When the wheelchair is moving forward, the accelerator circuits 1 and 4 generate a voltage of _Vcc /2 or higher, so the detected voltage of the tachogenerators 32 and 62
The motor M rotates forward in the forward direction until v ₂ and v ₄ reach the command voltages v ₁ and v ₃ . At this time, a voltage of v _cc /2 is input to the non-inverting input terminals of comparators 7 and 8, and a voltage of v _cc /2 or more is input to the inverting input terminals, so that Since both outputs become low level and the output of AND gate 9 also becomes low level, no current flows through transistor TR. Therefore, no restriction is applied to the command voltage for forward movement.

Now, suppose you reverse the wheels on the right in order to make a right turn.
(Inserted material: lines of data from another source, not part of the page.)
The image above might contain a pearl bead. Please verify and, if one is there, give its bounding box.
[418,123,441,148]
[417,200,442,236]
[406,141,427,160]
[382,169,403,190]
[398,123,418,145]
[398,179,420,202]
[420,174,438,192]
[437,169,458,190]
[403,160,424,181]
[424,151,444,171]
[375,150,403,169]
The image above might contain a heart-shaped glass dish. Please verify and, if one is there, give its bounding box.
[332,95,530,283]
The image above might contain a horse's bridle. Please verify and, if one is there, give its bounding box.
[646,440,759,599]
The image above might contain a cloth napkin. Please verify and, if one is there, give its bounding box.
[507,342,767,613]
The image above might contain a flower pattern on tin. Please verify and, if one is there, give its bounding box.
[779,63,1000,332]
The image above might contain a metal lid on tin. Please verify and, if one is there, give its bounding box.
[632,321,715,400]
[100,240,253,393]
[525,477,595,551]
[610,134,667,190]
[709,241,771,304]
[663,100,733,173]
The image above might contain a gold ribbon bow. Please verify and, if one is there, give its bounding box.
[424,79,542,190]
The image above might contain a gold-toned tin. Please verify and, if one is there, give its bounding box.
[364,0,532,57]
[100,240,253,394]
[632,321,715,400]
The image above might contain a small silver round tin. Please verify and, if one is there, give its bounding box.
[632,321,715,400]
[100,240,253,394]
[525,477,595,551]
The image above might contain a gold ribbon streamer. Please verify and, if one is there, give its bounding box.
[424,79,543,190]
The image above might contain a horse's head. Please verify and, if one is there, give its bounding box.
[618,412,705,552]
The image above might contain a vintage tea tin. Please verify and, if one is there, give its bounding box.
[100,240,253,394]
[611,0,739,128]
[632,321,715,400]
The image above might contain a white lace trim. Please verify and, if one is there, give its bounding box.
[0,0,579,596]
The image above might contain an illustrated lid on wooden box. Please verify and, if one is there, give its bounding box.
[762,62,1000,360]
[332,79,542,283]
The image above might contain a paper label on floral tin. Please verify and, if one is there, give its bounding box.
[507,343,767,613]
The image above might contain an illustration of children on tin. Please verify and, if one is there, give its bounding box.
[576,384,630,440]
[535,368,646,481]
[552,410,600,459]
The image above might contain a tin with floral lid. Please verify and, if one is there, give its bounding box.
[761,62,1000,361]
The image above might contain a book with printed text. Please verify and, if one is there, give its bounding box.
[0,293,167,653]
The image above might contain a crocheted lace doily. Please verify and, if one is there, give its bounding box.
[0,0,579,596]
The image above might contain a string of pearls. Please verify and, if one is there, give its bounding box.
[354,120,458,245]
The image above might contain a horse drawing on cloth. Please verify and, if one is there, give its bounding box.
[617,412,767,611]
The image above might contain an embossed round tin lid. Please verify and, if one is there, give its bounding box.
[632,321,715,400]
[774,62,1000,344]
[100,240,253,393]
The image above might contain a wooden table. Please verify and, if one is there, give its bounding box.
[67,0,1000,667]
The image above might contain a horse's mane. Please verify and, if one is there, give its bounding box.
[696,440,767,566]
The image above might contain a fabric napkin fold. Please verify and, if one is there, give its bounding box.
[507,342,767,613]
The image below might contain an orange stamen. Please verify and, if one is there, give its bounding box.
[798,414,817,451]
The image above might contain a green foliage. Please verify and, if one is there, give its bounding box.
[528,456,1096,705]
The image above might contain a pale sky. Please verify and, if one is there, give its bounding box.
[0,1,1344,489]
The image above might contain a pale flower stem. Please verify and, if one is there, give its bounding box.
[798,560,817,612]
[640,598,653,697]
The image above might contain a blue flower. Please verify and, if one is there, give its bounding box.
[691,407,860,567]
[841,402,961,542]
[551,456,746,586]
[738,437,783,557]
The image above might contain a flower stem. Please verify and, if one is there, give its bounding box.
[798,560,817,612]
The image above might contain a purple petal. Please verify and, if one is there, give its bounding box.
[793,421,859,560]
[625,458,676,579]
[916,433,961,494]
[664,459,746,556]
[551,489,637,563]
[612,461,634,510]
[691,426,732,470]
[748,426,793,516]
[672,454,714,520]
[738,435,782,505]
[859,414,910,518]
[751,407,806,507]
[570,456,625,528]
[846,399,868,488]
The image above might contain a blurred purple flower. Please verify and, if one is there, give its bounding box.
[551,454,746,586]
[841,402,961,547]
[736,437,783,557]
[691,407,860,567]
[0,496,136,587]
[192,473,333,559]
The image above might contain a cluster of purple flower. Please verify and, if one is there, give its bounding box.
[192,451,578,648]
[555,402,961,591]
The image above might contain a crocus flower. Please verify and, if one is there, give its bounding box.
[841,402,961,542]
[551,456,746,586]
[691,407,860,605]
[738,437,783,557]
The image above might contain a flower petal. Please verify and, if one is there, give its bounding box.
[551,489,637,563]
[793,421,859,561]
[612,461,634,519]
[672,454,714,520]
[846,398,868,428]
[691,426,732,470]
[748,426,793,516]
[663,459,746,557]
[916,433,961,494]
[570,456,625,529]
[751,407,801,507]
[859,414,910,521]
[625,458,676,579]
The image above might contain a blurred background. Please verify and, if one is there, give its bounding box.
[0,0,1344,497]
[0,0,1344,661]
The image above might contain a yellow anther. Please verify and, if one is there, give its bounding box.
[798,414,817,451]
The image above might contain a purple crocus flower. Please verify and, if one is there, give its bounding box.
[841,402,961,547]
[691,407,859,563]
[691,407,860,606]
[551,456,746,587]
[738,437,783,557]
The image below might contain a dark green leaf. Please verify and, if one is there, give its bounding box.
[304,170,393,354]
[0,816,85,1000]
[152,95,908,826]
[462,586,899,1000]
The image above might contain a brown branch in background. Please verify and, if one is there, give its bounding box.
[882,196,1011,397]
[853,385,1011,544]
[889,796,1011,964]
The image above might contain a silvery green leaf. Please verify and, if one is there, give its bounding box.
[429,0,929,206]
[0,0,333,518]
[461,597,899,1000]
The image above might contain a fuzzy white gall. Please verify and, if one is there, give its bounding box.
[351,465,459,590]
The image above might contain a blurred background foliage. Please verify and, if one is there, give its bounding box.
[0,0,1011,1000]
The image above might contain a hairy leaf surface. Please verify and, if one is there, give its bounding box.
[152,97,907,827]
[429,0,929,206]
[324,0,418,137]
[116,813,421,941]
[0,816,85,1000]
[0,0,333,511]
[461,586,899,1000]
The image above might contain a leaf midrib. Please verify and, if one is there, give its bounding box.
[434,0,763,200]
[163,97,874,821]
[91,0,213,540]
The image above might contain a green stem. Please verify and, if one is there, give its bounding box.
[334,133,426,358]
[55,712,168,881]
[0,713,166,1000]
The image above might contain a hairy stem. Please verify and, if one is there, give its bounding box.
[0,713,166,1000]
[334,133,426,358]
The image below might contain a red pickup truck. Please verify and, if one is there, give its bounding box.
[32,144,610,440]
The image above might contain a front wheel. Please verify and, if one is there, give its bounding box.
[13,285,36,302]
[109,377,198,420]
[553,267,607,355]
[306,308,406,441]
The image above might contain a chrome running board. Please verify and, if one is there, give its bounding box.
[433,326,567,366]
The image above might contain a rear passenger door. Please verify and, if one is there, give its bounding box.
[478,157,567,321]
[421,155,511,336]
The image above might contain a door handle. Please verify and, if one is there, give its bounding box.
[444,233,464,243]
At this time, the motor M of the left motor drive circuit 6 is rotating normally.

The command voltage from the right accelerator circuit 1 is v _cc /
2 or less, the comparator 2 sends out a signal at the "-1" level, and the motor M rotates in reverse.

The comparator 8 connected to the left accelerator circuit 4 outputs a low level signal as described above, but the inverting input terminal of the comparator 7 connected to the right accelerator circuit 1 receives _vcc. Since a voltage of /2 or less is input, a high level signal is output without being inverted. However, since the comparators 7 and 8 are connected to the base of the transistor TR via the AND gate 9, no current flows through the transistor TR since the output of the AND gate 9 is at a low level. Therefore, no restriction is applied to the command voltage. The same applies when making a left turn. In addition, when steering by reducing the speed of one wheel, it is sufficient to think in the same way as when moving forward.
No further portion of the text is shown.